Farewell MIRI: pioneering space camera en route to NASA

Posted by pt91 at May 09, 2012 04:00 PM |
Leicester scientists join their UK collaborators in sending a space instrument they have spent over ten years developing on its final trip to the USA.
Farewell MIRI: pioneering space camera en route to NASA

Working on MIRI after environmental testing. Credit: Stephen Kill, STFC

Today (9 May) marks the culmination of a project over a decade in the making: the UK-led Mid-InfraRed Instrument (MIRI) has been declared ready for delivery by the European Space Agency and NASA and today starts its transatlantic trip to the USA at a handover ceremony at the Institute of Engineering and Technology in London.

MIRI is the first of the four instruments on board the James Webb Space Telescope (JWST) – the successor to Hubble - to be completed. The MIRI Optical System is a pioneering camera and spectrometer, so sensitive it could see a candle on one of Jupiter’s moons. It will now be shipped to NASA’s Goddard Space Flight Center where it will be integrated with the other three instruments and the telescope.

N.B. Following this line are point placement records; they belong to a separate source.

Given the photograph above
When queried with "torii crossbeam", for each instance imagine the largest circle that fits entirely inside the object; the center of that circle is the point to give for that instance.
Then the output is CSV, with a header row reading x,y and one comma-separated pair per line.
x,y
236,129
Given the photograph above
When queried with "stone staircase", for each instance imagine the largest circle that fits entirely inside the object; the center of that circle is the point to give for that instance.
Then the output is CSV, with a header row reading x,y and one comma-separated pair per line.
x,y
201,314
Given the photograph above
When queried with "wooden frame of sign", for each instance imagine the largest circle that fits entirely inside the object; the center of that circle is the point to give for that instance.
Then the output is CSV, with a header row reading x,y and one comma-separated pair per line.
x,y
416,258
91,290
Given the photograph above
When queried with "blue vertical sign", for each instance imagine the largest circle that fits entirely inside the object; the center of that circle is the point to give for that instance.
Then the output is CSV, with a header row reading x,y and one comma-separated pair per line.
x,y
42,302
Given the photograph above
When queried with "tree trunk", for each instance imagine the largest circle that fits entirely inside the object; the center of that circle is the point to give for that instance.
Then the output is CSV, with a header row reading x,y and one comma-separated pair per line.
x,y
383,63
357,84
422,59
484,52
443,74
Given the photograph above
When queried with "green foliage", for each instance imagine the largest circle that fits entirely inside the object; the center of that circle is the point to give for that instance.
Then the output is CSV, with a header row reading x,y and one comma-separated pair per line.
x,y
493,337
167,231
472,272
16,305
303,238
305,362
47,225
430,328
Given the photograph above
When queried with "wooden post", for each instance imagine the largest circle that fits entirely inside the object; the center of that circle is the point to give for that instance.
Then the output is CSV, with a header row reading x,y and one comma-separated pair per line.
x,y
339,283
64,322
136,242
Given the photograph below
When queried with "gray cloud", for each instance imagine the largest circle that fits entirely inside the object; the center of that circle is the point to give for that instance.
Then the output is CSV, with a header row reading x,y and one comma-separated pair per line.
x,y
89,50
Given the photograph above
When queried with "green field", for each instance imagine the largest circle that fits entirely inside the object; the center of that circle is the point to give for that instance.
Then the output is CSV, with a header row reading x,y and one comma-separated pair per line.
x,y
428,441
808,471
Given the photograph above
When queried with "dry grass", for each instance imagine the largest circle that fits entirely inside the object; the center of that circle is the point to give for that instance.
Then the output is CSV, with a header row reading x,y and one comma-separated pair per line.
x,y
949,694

Personnel from the University’s Space Research Centre and X-ray and Observational Astronomy Research Group, have been heavily involved as members of the team conducting the intensive  cryogenic test programme – spending many days and nights at the RAL Space facility in Oxfordshire during the three-month campaign in 2011.

Engineers from the University’s Space Research Centre have also provided leadership of the mechanical engineering design and construction of MIRI over the last decade, and are heavily involved in the task of ensuring that this delicate instrument, weighing around 100 kg, can be safely transported from the UK to the USA. They will continue to play a key role during the testing of JWST in the USA over the next few years.